Architecture communication case study
A platform decision case for a repeated workflow shape: intake API, durable state, async processing, failure handling, notification hooks, and observability. The tradeoff is how much to standardize before the platform starts taking useful ownership away from teams.
Multiple teams need the same class of workflow. The visible work is AWS wiring, but the bigger problem is uneven team execution: duplicated design effort, inconsistent operational defaults, and support boundaries negotiated service by service.
Teams still need to own service behavior, deployment timing, data contracts, and domain-specific failure choices.
Workflows can share an intake-state-async-notification shape, but they still differ in payloads, authorization, deadlines, and downstream systems.
Retry limits, dead-letter handling, state retention, alarms, and dashboards should not depend on which team implemented the pattern last.
The path has to work for new services first and let existing services adopt only where the return is worth the change.
The shared layer needs clear ownership for defaults, bugs, versioning, and support boundaries.
A team should be able to stop using the pattern without turning it into a major platform extraction project.
The criteria are intentionally practical.
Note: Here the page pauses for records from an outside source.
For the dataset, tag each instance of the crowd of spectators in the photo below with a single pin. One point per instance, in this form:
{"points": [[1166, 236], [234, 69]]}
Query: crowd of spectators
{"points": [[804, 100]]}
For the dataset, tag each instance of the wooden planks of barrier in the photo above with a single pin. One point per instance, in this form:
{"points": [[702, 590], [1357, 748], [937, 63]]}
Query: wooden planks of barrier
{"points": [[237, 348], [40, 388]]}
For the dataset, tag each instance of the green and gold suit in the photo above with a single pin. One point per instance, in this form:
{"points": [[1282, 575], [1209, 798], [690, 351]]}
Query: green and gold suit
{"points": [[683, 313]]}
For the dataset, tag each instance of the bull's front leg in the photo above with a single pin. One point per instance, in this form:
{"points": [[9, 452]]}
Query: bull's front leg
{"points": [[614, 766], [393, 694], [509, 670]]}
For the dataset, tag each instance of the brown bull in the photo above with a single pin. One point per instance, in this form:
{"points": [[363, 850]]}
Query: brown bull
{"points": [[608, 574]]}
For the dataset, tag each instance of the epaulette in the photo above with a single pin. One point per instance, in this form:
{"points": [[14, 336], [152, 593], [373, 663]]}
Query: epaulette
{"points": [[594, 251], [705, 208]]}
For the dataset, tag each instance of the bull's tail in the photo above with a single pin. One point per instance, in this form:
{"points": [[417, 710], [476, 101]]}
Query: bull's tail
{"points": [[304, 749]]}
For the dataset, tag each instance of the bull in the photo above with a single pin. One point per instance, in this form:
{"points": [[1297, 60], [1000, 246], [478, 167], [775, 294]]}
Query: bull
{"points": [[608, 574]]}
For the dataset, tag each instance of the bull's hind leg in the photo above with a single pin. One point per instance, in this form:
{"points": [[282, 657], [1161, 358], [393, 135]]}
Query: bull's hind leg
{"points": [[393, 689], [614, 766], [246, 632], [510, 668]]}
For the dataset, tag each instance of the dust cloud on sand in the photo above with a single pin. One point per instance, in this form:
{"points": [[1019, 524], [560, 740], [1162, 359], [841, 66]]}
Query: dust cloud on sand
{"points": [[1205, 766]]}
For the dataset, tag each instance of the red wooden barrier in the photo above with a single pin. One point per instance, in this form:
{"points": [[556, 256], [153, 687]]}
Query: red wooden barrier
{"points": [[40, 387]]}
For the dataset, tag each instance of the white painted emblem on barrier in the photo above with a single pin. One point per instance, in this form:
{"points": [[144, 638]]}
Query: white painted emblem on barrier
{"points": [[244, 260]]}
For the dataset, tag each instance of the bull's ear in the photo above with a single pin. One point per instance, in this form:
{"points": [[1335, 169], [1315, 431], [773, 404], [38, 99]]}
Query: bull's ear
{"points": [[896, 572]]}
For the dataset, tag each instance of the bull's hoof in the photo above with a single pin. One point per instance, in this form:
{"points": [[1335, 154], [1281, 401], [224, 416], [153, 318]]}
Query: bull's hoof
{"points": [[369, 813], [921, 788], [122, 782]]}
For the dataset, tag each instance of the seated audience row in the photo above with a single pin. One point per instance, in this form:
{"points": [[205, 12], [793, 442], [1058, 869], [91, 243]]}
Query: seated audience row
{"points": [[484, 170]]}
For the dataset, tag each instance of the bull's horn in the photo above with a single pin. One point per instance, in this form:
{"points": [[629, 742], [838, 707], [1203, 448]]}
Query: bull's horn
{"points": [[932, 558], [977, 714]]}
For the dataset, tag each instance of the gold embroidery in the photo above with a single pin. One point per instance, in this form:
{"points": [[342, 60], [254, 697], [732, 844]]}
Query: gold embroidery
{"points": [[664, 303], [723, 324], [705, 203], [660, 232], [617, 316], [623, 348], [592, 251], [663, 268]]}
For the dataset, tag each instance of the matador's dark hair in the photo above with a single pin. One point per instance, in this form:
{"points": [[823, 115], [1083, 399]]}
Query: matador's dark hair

They test whether the choice helps teams ship, operate, and change direction, not only whether it looks clean on an architecture diagram.
Does this remove repeated design and wiring decisions across services?
Does it make failure modes, alarms, and recovery paths more consistent?
Can teams adopt it without waiting for a central roadmap or rewriting service logic?
Can teams tell who owns the platform layer, the service behavior, and production support?
Can the decision be changed if the workflow class becomes too broad or too critical?
Where it fits. Fits when a workflow is unusual, low-volume, or tightly coupled to one service's domain model.
Primary risk. Every team re-decides state shape, queue policy, retries, alerts, and support handoff. Delivery looks autonomous, but platform learning does not compound.
Where it fits. Fits when teams need local ownership, but the organization needs consistent workflow defaults and a shared vocabulary.
Primary risk. Requires disciplined versioning, examples, and support ownership. Without that operating model, the library becomes another dependency teams work around.
Where it fits. Fits when the workflow becomes a high-scale product capability with uniform contracts, centralized operations, and strong governance needs.
Primary risk. Can over-centralize too early. Teams wait on platform capacity, special cases pile up, and local product behavior becomes harder to change.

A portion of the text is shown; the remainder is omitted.